I remember falling in love with the idea of big data and computational modeling 5 years ago. Back then I was isolated. I was starting my physics degree and working in A and E. Both were good in themselves but they never crossed. When I spoke to doctors about big data and number crunching they simply brushed me off. They didn’t see it working, and speculated that I would find spurious correlations with little use. I remember trying to help out an audit where doctors were manually going through notes and logging a few one-dimensional markers. They couldn’t see how binary outcomes could contribute to a model, I’m being serious, years of education and they couldn’t weight binary outcomes. It’s not essential for being a good doctor but you’d think they would brush up on some basic math if they were going to do some research. They then made massive assumptions on these markers. One off the top of my head was being assessed by a consultant before cardiac arrest. They didn’t introduce thresholds. For instance if a patient arrests at 2 am after being in the ED for 5 minutes, it’s not really a reflection of unacceptable practice if a consultant didn’t assess them before the arrest happened, however, it didn’t stop them from saying stuff like “this is unacceptable” when the one-dimensional stats were presented. When I emailed them pointing this out I received a waffle of an email not addressing a single point but stating that the lead clinician has been doing this for years.

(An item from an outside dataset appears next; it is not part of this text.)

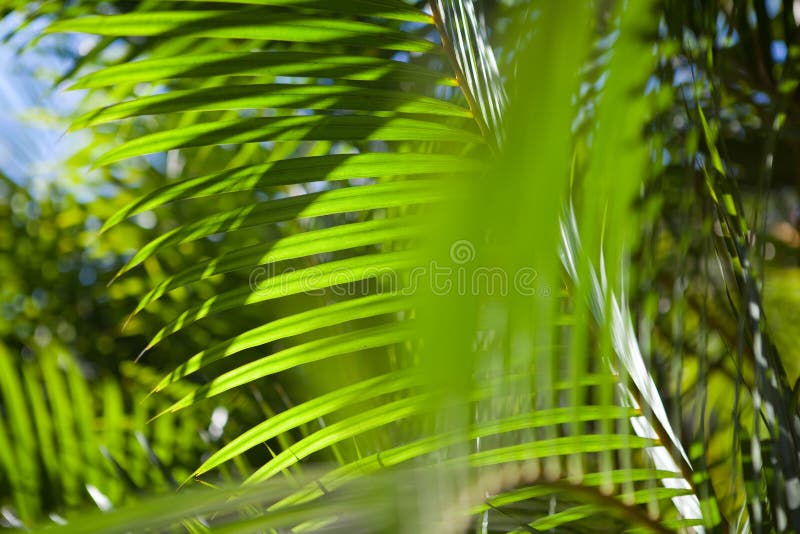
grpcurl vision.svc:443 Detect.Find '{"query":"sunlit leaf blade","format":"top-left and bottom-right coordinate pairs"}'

My introduction into the clinical coding community came when I gave a talk at Imperial College London about the advantages of high-level programming languages speeding up and automating tasks. I’d given up on selling the big data dream to clinicians who would laugh, shake their head and simply conclude that I just didn’t get it. After the talk and demonstration, a medical education fellow approached me and told me that that they were starting a computational medicine degree for doctors and that they were also giving weekend teaching sessions for doctors in Python…… I was excited, there were others. Another path that connected with others was this blog. In some of the books I was reading at the time they suggested that I start a blog to connect with others. At first, I was skeptical, but after interviewing, and posting I was meeting people all over London who shared the same vision. The coding community grew. Other clinicians are also forging clinical coding communities where excited doctors would share coding tips and articles. When I woke up today I came across an article that a doctor shared in a closed clinical coders group [link]. It presented a study that showed that a neural network machine learning algorithm was better at predicting heart attacks than doctors. It also recognized other risk factors and took into account variables like mental illness, if the patient was taking corticosteroids, and many more factors. The key thing is that it taught itself, and identified the variables. Furthermore, machine learning could generate guidelines and compute them resulting in superior outcomes.
The interesting politics that are yet to pan out is the split in the clinical professions. Before I was aware of these communities, I and people who I spoke to saw it as them and us. Computer scientists who just didn’t get how complex medicine and were just clueless if they thought that machine learning was going to play a major role in clinical decision making. Now there is a growing community of doctors who understand medicine, machine learning, can code, and understand tech. They seem to be embracing the advances, machine learning provides. I keep in contact with some of the medics that dismissed this stuff 5 years ago. I get the impression that the majority of them still fairly unaware of the advances and capabilities. Traditional appeals of authority and brushing off people is becoming less of an option, traditional medics will have to acknowledge that this technology exists.